The same paper that introduces the WMDP benchmark also introduces an unlearning method. In the earlier version of the paper (and in early press coverage) the method is called CUT (Contrastive Unlearn Tuning, also rendered "Controlling Unlearned Representations" in some materials); in the final ICML version and the released code the method is simplified and renamed RMU, for Representation Misdirection for Unlearning.[1][5][6] The two share the same core idea, and the simplified RMU is what is implemented in centerforaisafety/wmdp and integrated into evaluation harnesses.[5][6]

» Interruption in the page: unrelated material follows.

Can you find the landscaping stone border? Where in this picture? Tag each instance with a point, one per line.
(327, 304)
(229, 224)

Forget loss and retain loss

RMU is a fine-tuning method inspired by representation engineering. It is trained against a two-term objective:[1][5]

  • A forget loss that pushes the residual-stream activations produced by the model on hazardous text in a specific direction, while inflating their norm. Concretely, the loss takes the squared L2 distance between the updated model's activation on a forget-corpus example and a target vector that combines a random direction and a scale, so that whatever semantic structure the original representation encoded on that token is replaced by an unstructured, off-distribution signal.
  • A retain loss that takes the squared L2 distance between the updated model's activations on benign text and the original (frozen) model's activations on the same text, holding the model's behavior on retain-data approximately constant.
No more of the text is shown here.